Thermal ablation of lung tumors performed under TEB provides superior pain control and is associated with reduced morphine requirements compared to CSINB. Although our study did not specifically evaluate a defined subgroup of patients with impaired pulmonary function, the absence of respiratory depression in the TEB group—which included patients with prior lobectomy and presumed reduced pulmonary reserve—suggests potential applicability in this population. However, adverse events such as hypotension and incidental dural puncture were observed, underscoring the importance of careful patient selection and experienced anesthetic management. Further prospective studies are warranted to confirm the safety and efficacy of this approach in patients with compromised respiratory function.

Data Sharing Statement

The datasets analysed during the current study are available from the corresponding author (Chao-Chun Chang) on reasonable request.

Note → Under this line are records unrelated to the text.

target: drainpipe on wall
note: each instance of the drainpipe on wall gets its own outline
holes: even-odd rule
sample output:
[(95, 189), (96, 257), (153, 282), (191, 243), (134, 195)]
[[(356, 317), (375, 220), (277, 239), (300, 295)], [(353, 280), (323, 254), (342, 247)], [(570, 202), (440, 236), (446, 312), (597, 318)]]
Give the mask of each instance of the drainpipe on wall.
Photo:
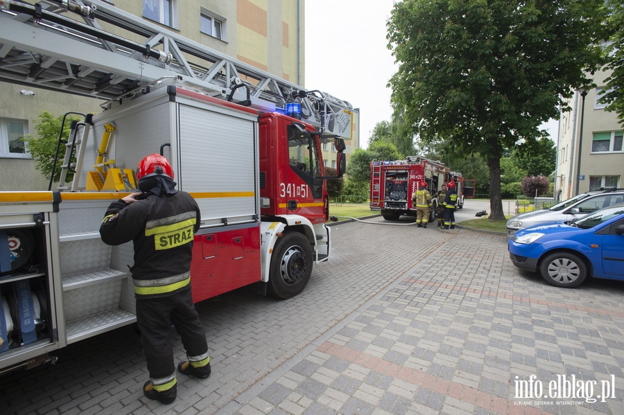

Ethics Approval and Informed Consent

The study protocol was reviewed and approved by the Institutional Review Board of National Cheng Kung University Hospital, and the requirement for signed informed consent was waived due to the nature of the study. All patient data were anonymized and de-identified prior to analysis to protect confidentiality. This study was conducted in accordance with the ethical principles outlined in the Declaration of Helsinki and conformed to the applicable laws and local regulations.

Author Contributions

All authors made a significant contribution to the work reported, whether that is in the conception, study design, execution, acquisition of data, analysis and interpretation, or in all these areas; took part in drafting, revising or critically reviewing the article; gave final approval of the version to be published; have agreed on the journal to which the article has been submitted; and agree to be accountable for all aspects of the work.

Funding

This work was supported by the National Cheng Kung University Hospital of Taiwan (NCKUH-11403001 and NCKUH-11403003) and the Ministry of Science and Technology of Taiwan (MOST 113-2314-B-006-064 and MOST 113-2314-B-006-078-MY2).

Disclosure

The authors have declared that no competing interests exist for this work.